Caravela – Quem mais se dedicou ao estudo das possibilidades de colonização de Marte foi o engenheiro aeronáutico americano Robert Zubrin. Em 1996, ele escreveu o livro The case for Mars (A causa de Marte), onde propôs a missão “Marte Direto”, avaliada em US$ 20 bilhões. Seriam precisos 150 dias de viagem para a ida, e outros 110 dias para a volta. Partiriam para o espaço dois grupos de três foguetes. Um deles serviria de elevador para levar os astronautas do solo marciano até a nave de retorno estacionada na órbita do planeta. No outro ficaria a fábrica de combustível, que retira matéria-prima do solo marciano para abastecer todos os foguetes na viagem de retorno à Terra. A Nasa reconheceu o mérito de Zubrin e, desde 1998, trabalha no projeto “Marte Semidireto”, com custo de US$ 55 bilhões.

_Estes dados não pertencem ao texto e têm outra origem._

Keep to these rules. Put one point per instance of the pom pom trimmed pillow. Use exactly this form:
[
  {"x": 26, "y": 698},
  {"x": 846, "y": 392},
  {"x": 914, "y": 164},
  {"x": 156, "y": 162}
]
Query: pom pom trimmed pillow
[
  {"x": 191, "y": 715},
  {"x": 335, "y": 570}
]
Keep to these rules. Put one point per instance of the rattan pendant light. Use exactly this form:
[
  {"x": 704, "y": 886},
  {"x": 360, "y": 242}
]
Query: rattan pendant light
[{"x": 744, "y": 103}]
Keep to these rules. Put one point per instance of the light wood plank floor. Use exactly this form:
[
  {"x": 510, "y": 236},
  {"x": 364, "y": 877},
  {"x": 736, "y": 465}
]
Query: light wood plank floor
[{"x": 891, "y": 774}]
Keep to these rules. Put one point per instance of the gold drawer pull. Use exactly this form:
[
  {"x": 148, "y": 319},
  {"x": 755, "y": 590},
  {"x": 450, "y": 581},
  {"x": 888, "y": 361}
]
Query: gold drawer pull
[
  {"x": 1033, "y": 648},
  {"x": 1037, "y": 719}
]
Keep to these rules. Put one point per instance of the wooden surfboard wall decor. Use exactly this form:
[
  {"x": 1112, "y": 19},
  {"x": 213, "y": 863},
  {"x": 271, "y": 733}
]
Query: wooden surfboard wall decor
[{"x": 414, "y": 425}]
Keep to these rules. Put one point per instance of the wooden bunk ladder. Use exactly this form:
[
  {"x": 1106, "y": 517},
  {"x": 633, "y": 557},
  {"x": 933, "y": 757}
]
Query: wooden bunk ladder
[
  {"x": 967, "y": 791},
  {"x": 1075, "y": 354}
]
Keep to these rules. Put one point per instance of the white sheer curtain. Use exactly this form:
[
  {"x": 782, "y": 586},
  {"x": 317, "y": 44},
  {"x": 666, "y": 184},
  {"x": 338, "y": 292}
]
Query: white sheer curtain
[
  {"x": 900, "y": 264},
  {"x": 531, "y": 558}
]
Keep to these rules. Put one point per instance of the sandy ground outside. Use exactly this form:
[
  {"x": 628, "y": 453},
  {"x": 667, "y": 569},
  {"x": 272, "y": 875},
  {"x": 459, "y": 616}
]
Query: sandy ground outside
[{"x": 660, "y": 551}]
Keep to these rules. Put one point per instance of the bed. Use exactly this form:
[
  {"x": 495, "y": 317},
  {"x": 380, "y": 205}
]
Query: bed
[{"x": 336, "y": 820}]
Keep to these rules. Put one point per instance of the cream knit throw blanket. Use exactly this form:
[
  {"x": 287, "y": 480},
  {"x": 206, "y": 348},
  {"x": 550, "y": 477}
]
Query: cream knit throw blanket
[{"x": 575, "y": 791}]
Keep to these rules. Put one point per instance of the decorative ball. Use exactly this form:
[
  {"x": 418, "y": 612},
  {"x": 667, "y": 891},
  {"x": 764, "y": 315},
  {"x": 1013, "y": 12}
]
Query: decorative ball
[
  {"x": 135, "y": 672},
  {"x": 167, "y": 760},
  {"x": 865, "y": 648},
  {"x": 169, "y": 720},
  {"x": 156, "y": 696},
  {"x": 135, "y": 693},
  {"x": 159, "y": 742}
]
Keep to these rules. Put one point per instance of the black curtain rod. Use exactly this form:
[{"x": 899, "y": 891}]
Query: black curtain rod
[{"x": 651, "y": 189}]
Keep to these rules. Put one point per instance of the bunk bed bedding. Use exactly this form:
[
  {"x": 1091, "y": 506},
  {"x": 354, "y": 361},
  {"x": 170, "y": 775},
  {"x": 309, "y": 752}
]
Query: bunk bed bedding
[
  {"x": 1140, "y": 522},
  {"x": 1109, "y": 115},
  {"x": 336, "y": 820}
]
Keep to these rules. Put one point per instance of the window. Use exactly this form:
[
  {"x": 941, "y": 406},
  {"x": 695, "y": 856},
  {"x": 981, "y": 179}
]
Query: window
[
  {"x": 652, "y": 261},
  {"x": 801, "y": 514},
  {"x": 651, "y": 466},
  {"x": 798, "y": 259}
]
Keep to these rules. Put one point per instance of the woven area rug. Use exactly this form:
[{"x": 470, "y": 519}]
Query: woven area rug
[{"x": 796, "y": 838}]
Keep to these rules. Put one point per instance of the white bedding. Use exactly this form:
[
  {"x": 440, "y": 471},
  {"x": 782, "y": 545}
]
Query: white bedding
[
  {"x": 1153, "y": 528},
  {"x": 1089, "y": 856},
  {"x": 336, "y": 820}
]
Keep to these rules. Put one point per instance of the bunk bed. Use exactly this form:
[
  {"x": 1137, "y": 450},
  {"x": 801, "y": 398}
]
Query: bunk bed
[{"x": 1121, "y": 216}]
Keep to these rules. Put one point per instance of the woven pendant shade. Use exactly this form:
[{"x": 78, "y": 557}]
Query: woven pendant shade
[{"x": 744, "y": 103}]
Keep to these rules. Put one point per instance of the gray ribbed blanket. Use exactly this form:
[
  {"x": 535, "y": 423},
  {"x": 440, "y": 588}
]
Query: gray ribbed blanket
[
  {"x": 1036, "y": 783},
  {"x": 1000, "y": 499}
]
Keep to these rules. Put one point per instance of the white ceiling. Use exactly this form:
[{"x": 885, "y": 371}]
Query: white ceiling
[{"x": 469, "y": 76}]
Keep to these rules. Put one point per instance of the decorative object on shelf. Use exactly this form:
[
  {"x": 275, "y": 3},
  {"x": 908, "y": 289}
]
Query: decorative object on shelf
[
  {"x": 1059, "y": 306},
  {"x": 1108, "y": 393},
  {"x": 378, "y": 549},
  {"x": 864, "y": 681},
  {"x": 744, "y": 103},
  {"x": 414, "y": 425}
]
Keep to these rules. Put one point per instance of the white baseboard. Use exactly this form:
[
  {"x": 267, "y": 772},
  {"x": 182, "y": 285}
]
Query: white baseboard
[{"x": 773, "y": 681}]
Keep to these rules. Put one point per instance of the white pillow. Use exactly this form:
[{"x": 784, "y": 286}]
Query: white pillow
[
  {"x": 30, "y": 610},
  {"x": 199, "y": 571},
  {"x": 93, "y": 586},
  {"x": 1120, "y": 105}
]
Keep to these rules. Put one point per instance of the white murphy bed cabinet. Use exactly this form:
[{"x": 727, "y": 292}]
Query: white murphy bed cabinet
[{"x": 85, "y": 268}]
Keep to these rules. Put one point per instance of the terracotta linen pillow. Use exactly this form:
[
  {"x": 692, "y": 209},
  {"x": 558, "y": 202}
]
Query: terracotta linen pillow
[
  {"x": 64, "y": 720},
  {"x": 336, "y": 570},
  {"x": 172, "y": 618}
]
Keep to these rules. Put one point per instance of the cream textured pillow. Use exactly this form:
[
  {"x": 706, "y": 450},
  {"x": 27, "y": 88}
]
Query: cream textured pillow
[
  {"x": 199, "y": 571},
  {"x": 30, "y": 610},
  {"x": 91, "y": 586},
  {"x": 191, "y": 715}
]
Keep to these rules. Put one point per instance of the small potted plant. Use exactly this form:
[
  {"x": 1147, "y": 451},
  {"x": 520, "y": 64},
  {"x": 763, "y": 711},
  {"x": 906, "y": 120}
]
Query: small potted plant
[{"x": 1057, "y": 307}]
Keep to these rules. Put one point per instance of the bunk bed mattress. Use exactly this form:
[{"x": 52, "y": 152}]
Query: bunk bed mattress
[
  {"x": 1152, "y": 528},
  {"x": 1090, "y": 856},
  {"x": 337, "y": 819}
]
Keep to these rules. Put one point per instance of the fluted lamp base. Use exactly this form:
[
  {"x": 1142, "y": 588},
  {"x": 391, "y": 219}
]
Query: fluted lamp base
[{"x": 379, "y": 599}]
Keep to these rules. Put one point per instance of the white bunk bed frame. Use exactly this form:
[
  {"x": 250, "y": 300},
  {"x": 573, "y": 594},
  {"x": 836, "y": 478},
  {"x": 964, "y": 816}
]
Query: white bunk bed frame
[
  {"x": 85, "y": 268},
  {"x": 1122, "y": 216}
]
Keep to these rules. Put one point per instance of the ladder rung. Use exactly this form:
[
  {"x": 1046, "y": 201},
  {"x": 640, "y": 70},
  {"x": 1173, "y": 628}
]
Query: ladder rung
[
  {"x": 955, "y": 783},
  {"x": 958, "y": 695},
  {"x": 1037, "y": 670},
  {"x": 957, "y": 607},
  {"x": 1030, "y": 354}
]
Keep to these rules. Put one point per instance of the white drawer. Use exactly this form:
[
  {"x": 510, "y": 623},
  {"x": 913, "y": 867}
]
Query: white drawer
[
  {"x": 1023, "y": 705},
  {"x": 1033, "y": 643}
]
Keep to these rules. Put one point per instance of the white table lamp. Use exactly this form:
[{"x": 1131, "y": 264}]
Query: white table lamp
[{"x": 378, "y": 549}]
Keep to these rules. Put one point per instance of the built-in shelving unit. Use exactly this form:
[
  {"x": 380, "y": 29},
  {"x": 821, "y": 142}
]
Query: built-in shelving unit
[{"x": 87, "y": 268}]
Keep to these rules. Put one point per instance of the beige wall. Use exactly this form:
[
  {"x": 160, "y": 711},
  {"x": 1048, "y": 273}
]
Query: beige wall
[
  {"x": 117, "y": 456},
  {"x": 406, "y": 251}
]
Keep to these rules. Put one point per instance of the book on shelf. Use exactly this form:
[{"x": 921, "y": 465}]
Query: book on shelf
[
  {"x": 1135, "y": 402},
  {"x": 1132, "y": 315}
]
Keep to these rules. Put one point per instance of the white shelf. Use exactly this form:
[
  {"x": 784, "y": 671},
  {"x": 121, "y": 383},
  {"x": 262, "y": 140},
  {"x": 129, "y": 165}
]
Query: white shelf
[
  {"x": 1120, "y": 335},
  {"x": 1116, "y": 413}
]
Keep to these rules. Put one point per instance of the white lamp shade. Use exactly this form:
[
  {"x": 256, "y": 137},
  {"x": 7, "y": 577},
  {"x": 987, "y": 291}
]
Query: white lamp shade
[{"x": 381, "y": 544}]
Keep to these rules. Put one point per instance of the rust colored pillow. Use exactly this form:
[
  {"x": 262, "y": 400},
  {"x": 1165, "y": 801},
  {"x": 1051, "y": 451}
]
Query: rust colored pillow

Paradoxalmente, o que há de mais avançado em viagem interplanetária envolve uma drástica volta às caravelas de Cabral e Vasco da Gama. A forma mais viável de aproveitar a energia solar seria com uma vela de verdade – finíssima película de plástico espelhado com um quilômetro de extensão, impulsionada pela luz solar. Ela tiraria proveito do vento solar que sopra em todas as direções à velocidade de 500km/s. Vencido o desafio técnico de esticar e manobrar a vela, viria outro problema: seriam necessários um a dois anos até a vela acumular energia suficiente para dar partida na viagem.